Ruth hatte davon gehört. Sie war bei Heinzen gewesen. Erfüllt von Gesehenem, schilderte sie Christian ihre Eindrücke in ihrer lebhaften Art.
Christian sah sie verwundert an. »Ruth, kleine Ruth,« sagte er kopfschüttelnd, »das sind so schwere Dinge. Hat man einmal angefangen, sich damit zu beschäftigen, so reicht das Leben nicht mehr für sie. Ich dachte immer, wenn man nur einen einzigen Menschen ganz ausschöpfte, wüßte man viel und könnte sich zufrieden geben. Aber es ist wie das Meer. Können Sie überhaupt sein, ohne eine Minute lang nicht daran zu denken? Und wie kommt es dann, daß Sie immer so aufgeräumt sind? Ich versteh es nicht.«
Mit glänzenden Augen blickte Ruth vor sich hin; plötzlich erhob sie sich, nahm vom Bücherbrett ein schmales gelbes Buch, blätterte drin und las mit kindlicher Betonung vor: »Die Freude der Fische. Tschuang-Tse und Hui-Tse standen auf einer Brücke, die über den Hao führt. Tschuang-Tse sagte: ›Sieh, wie die Elritzen umherschnellen! Das ist die Freude der Fische.‹ ›Du bist kein Fischt sagte Hui-Tse, ›wie willst du wissen, worin die Freude der Fische besteht?‹ ›Ich bin nicht wie du,‹ bestätigte Hui-Tse, ›und weiß dich nicht. Aber das weiß ich, daß du kein Fisch bist, so kannst du die Fische nicht wissen.‹ Tschuang-Tse antwortete: ›Kehren wir zu deiner Frage zurück. Du fragtest mich, wie kannst du wissen, worin die Freude der Fische besteht? Im Grunde wußtest du, daß ich es weiß, und fragtest doch. Gleichviel. Ich weiß es aus meiner Freude über dem Wasser.‹«
Christian dachte über das Gleichnis nach.

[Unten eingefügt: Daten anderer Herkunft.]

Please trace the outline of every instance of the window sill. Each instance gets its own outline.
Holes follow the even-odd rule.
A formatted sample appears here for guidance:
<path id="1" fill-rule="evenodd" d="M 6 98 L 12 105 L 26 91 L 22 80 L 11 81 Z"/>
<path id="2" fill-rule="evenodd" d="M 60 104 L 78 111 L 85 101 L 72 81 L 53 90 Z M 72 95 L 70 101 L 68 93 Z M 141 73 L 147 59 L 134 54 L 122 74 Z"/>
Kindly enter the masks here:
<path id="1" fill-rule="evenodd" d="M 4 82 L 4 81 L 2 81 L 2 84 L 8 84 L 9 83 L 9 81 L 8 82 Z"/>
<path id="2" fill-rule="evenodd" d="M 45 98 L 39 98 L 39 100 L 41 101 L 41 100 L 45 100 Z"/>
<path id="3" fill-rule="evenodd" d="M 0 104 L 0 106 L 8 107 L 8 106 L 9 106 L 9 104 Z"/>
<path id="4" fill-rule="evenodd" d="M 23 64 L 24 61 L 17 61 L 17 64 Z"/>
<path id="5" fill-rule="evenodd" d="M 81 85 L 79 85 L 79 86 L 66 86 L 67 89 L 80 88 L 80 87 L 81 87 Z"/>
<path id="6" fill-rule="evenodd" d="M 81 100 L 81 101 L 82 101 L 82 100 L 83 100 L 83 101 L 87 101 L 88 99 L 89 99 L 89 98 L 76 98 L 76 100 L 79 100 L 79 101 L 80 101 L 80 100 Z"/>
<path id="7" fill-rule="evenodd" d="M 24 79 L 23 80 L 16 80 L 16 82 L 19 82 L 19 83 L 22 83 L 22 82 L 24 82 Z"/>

»Wissen Sie es nicht auch, Sie, gerade Sie, aus Ihrer Freude über dem Wasser?« fragte Ruth, den Kopf vorbeugend, um seinen Blick zu erhaschen.
Christian lächelte unsicher.
»Wollen Sie nicht morgen mit mir zu Heinzens gehen?« fragte Ruth.
Er nickte und lächelte abermals; er begriff plötzlich, was für ein Menschenwesen da neben ihm saß.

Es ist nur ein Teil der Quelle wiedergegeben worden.